Non seulement le débarquement en Normandie a libéré la France, mais il nous a également amené William Sheller : le futur interprète d’«Un homme heureux » est en effet né de la rencontre entre un soldat américain, Jack Hand et une jeune française, Paulette Desbœuf. Après le conflit, Jack Hand reste en France avec son amie : c’est le 9 juillet 1946 que naît à Paris leur fils, William Hand. Contrebassiste à ses heures, Jack Hand fait volontiers le bœuf avec les jazzmen de Paris et fréquente le milieu des musiciens américains expatriés à Paris : il monte dans la capitale l’un des premiers clubs de jazz rue Pigalle.
Tout petit, William doit écouter avec ses parents les amis musiciens de son père, avec interdiction de bouger pour ne pas les déranger : il en retire une véritable allergie au jazz. La famille part ensuite aux Etats-Unis, avant de se réinstaller à Paris au bout de quelques années. Grâce à ses grands-parents, qui travaillent dans le milieu musical (son grand-père est décorateur à l’Opéra de Paris et sa grand-mère ouvreuse au Théâtre des Champs-Elysées), le jeune William découvre la musique classique : alors que son contact raté avec le jazz aurait pu lui fermer les portes d’un apprentissage musical, il connaît cette fois une révélation et, décidé à être Beethoven ou rien, entame l’apprentissage du piano.
Yves Margat, ancien élève de Gabriel Fauré, lui enseigne la musique et la composition, lui dispensant également des cours de culture générale. Encouragé par ses parents qui croient en son talent, William arrête ses études au collège, pour se consacrer uniquement à son apprentissage musical et commence sérieusement la préparation du Prix de Rome. En combinant les noms des écrivains romantiques Friedrich von Schiller et Percy Shelley, il conçoit déjà le nom de scène de Sheller.
Au départ plus intéressé par la composition que par l’interprétation, mais peu enthousiasmé par la musique sérielle alors en vogue, le jeune homme voit sa vie bouleversée lorsqu’il fait la connaissance de la « musique moderne » : par l’entremise d’une amie, il découvre les Beatles, avec plusieurs années de retard sur sa génération.
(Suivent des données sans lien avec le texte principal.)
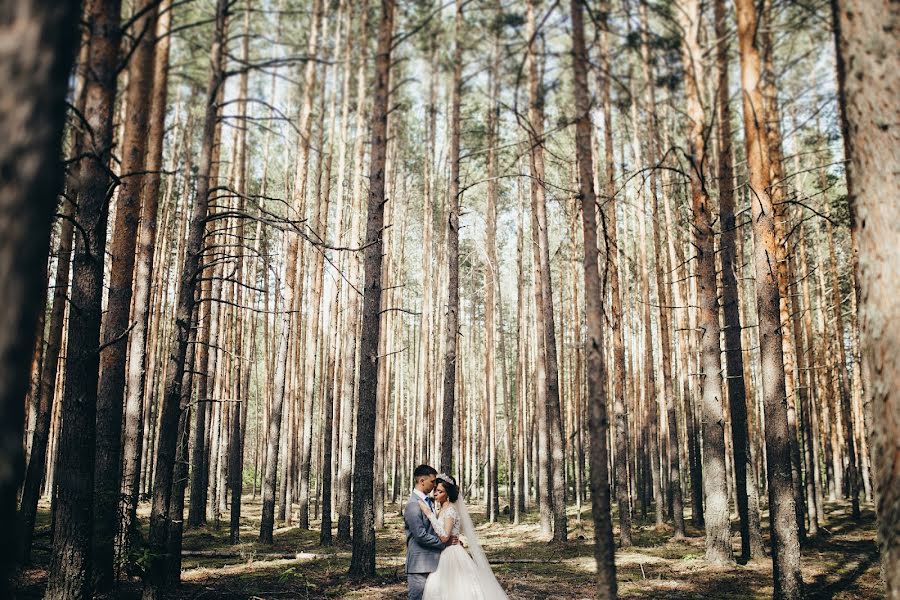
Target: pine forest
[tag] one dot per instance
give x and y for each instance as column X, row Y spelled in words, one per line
column 449, row 299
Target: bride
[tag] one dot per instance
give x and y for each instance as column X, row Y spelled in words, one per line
column 458, row 575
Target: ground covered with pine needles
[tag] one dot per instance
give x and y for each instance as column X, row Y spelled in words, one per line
column 842, row 562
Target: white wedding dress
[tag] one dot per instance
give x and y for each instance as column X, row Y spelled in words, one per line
column 460, row 576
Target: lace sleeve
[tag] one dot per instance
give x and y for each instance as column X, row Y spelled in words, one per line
column 437, row 525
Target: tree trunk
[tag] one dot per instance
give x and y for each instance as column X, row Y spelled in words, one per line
column 716, row 515
column 604, row 548
column 751, row 538
column 35, row 73
column 452, row 331
column 160, row 517
column 865, row 34
column 116, row 326
column 785, row 537
column 132, row 438
column 490, row 285
column 34, row 475
column 72, row 508
column 547, row 354
column 362, row 562
column 611, row 240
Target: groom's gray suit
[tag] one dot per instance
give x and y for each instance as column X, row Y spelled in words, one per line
column 423, row 547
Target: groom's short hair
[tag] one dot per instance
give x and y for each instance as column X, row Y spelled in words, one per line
column 423, row 471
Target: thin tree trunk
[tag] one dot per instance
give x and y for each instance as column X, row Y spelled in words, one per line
column 72, row 509
column 604, row 548
column 116, row 321
column 155, row 577
column 36, row 73
column 615, row 314
column 751, row 538
column 865, row 35
column 34, row 474
column 785, row 537
column 716, row 515
column 136, row 374
column 362, row 562
column 452, row 327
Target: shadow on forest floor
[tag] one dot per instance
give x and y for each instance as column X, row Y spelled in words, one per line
column 841, row 562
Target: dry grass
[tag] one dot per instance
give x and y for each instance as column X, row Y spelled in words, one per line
column 841, row 563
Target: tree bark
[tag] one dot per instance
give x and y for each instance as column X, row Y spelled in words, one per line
column 716, row 516
column 36, row 57
column 866, row 38
column 785, row 537
column 35, row 472
column 547, row 353
column 116, row 327
column 604, row 548
column 452, row 330
column 132, row 449
column 160, row 516
column 362, row 561
column 72, row 509
column 751, row 538
column 611, row 240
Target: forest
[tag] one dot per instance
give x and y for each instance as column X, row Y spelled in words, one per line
column 624, row 271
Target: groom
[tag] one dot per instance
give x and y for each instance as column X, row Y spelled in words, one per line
column 423, row 546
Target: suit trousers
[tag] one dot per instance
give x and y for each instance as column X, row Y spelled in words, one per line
column 416, row 584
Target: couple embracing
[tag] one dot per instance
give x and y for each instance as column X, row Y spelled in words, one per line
column 437, row 566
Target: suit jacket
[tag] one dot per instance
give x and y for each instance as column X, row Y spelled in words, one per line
column 423, row 546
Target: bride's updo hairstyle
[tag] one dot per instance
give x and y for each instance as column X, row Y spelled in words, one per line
column 449, row 486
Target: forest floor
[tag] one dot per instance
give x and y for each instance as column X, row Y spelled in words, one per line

Le petit prodige du classique décide aussitôt d’opérer un virage à 180° de son orientation musicale et, à la grande consternation de son professeur, d’abandonner le classique pour le rock’n’roll.
William Sheller rejoint les Worst, un groupe de rock niçois, qu’il accompagne dans une série de concerts plus ou moins minables. Après une période de semi-galère (les Worst ne sont pas les « pires » pour rien), il lâche le groupe pour faire équipe avec une chanteuse nommée Luce : le duo fait la tournée des bases militaires américaines en France, en interprétant un répertoire de rock anglo-saxon.
Homme de l’ombre
Ce n’est finalement pas en se déhanchant sur scène que William Sheller va rencontrer le succès, mais en mettant à profit sa solide formation de compositeur. En 1968, les Irrésistibles, un groupe pop formé à Paris par de jeunes musiciens américains, fait appel à lui pour une chanson : c’est le tube « My Year Is a Day », qui se hisse à la seconde place du hit-parade français. Le label CBS offre au compositeur l’occasion d’enregistrer son premier 45-tours en tant qu’interprète : débutant sur « Couleurs », une chanson écrite par Gérard Manset, William Sheller n’est convaincu ni par le morceau ni par la scène, préférant se consacrer à des tâches d’écriture et de composition.
C’est d’ailleurs peu dire qu’il se montre actif sur ces deux fronts, puisqu’on le voit rapidement signer une musique de film (Erotissimo, réalisé par Gérard Pirès) et écrire une chanson pour Dalida (« Je me repose »). Au passage, il sort un premier album, dans un registre complètement instrumental et largement atypique : Lux Aeterna est en effet un messe rock et psychédélique que l'artiste a initialement composée… pour le mariage d’une amie, avant de penser à en sortir le disque. Bien qu’ayant sorti un autre 45-tours en tant que chanteur, William Sheller semble toujours faire passer nettement au second plan ses activités d’interprète.
Dans un nouveau rock’n’roll
Le vrai déclic va venir en 1973 grâce à Barbara qui, intéressée par Lux Aeterna, lui confie les arrangements de son album La Louve : entretenant de bonnes relations avec son orchestrateur, la chanteuse l’incite à se remettre à l’écriture et à la chanson. Encouragé, William Sheller réalise, avec la collaboration des musiciens du groupe Alice, l’album Rock’n’Roll Dollars, conçu comme un disque semi-parodique écrit en pseudo-anglais. C’est un succès, qui apporte à son interprète une soudaine notoriété : l’album se vend à 500 000 exemplaires et William Sheller se retrouve propulsé nouvelle vedette du pop-rock français.